Thirty to forty people in the room. Two hours total. A queue to get a queue number. And a person whose job was to spot a sticker on someone’s shirt from across the room.


The Process

Walk in. Queue for almost an hour. IC check to confirm you’re from the constituency. Category triage. Queue number sticker. Sit down. Wait another hour for someone to find your sticker. Get called up. Talk to a volunteer. Volunteer may redirect you to the MP.

That’s roughly four minutes per person for each stage. The volume is low. The process is the bottleneck.

Two specific problems:

1. The queue for the queue. The first queue doesn’t get you closer to the person helping you.
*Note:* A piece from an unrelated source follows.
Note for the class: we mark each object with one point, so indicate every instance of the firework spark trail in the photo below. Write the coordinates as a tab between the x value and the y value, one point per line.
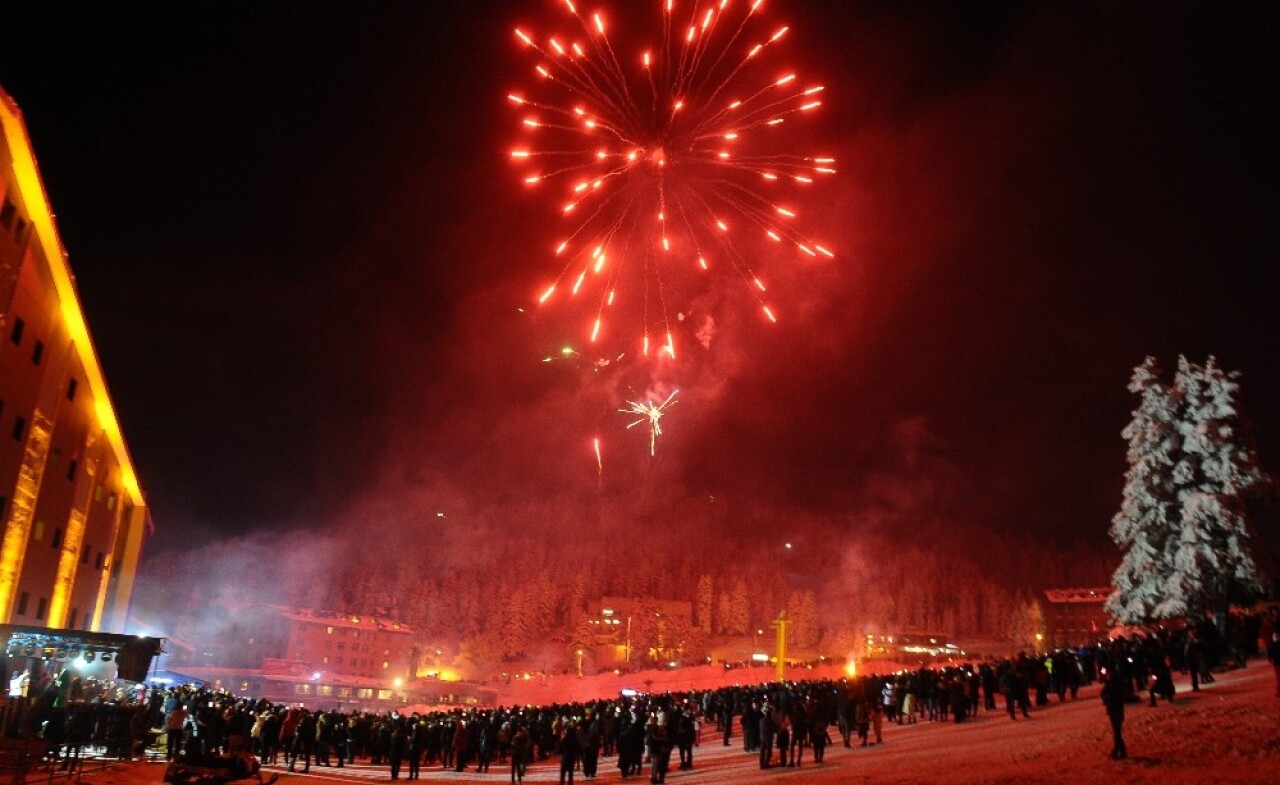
652	414
668	160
It gets you into the waiting pool. You queue just to get permission to wait somewhere else. Thirty to forty people took almost an hour to clear this step. That’s pure admin overhead.

2. The sticker hunt. Your queue number is printed on a small sticker on your shirt. Volunteers physically scan the room looking for each person. If your sticker is folded, angled, or you’re facing the other way, they walk past you. Then they double back. Eventually they find you. Eventually.


The Fix

Replace the manual queue with a self-service kiosk:

  1. Scan your NRIC barcode at the kiosk. It checks the constituency database. Done in 10 seconds instead of 4 minutes.

  2. The kiosk prints a ticket with your queue number and a QR code.

  3. Scan the QR on your phone. Fill in your category and describe the issue. All before you sit down.

  4. When it’s your turn, you get an SMS. No sticker hunting. No one walking around the room. Go grab a drink, come back.

  5. Scan the same QR anytime to see real-time wait: “You are #4 of 8. About 12 minutes.”

This frees the volunteers doing IC checks and triage. They open another table instead. For the 70-80% of people who can use the kiosk, it’s self-serve. Elderly residents who come alone get one assisted lane. Most older folks come with someone younger anyway, so that lane sees light traffic.


Why It Hasn’t Been Done

Nobody complains loudly because nobody expects better. It’s always been like this, so it stays like this. Constituency offices aren’t set up to buy kiosks or build forms. The system is invisible to anyone who doesn’t attend.

A barcode scanner and a Raspberry Pi running a basic form would replace two manual steps. The hard part isn’t the tech. It’s someone deciding that a sticker-based queue from the 1980s doesn’t need to stay that way in 2026.


The MP was helpful. The volunteers were kind. The process around them was the problem. You shouldn’t need two hours and two queues for 40 people.